Un sumo sacerdote de Foggy Bottom catalogó a Bokamper como nueva promesa y lo llevó a casa para prepararle como acólito de la camarilla, el grupo de profesionales que rige siempre la diplomacia, al margen de quien lleve las riendas. Falk pasó unos años más en el extranjero trabajando como asesor de seguridad empresarial y luego ingresó en la Oficina Federal de Inteligencia (FBI), que estaba deseando conseguir sus conocimientos lingüísticos. Llegó a Washington al cabo de un año del regreso de Bokamper, por pura casualidad. Sin la influencia de Bo, Falk podría haber encontrado a sus nuevos jefes demasiado rígidos y grises, aunque su árabe pulido casi le garantizaba una promoción rápida. Los conocimientos compartidos de Falk sobre el mundo árabe, mientras tanto, ayudaron a Bo a ampliar su audiencia de patrocinadores entre la creciente afluencia de neoconservadores del Estado, aunque él creía que esa tendencia no tardaría en cambiar, como tantas otras anteriores.
Los caminos de ambos se habían cruzado desde entonces alguna que otra vez: en Yemen durante la investigación del Cole, por ejemplo. Y todavía se reunían en Washington cuando sus apretadas agendas se lo permitían, más o menos una vez al mes.
De todos modos, el hecho de que el destino los reuniese ahora en Guantánamo desconcertó un tanto a Falk. Tenían un vínculo común con el lugar, un vínculo con una historia extraña e inquietante que Falk preferiría no tocar.
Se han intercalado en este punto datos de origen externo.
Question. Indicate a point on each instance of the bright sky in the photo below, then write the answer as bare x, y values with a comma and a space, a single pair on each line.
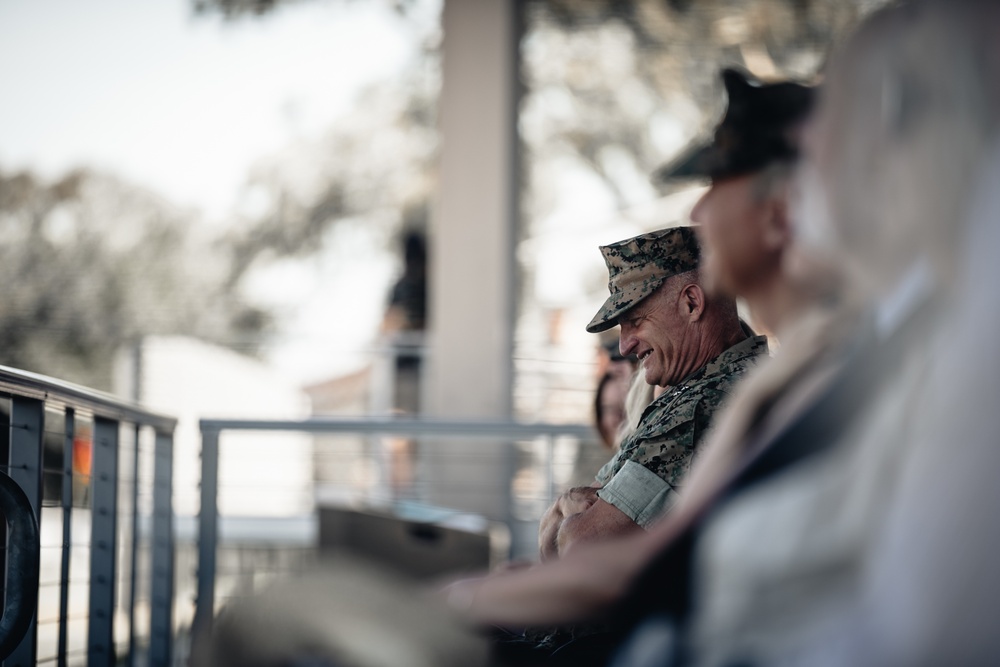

Y además, desempeñaría el desacostumbrado papel de anfitrión y mentor, después de haber dejado durante años que Bob marcara la pauta.
– Hagamos que se sientan como en casa -dijo Trabert mientras los tres miembros de la delegación se acercaban-. Denles todo lo que pidan. Sobre todo usted, Falk.
– Sí, señor -contestó él, un poco más rápido de la cuenta.
El general devolvió el saludo al oficial del ejército y luego anunció:
– Caballeros, bienvenidos a Guantánamo, la perla de las Antillas.
Bokamper fue el único que soltó una risilla, y provocó una mirada irritada del otro civil, que, según Falk supo tras las presentaciones, era Ward Fowler, el jefe del equipo, del Departamento de Seguridad Nacional. El uniforme pertenecía al coronel Neil Cartwright, de la Oficina del Secretario de Defensa. Bokamper fue presentado como el nuevo enlace del secretario de Estado con el destacamento Guantánamo, lo cual demostraba que seguía subiendo.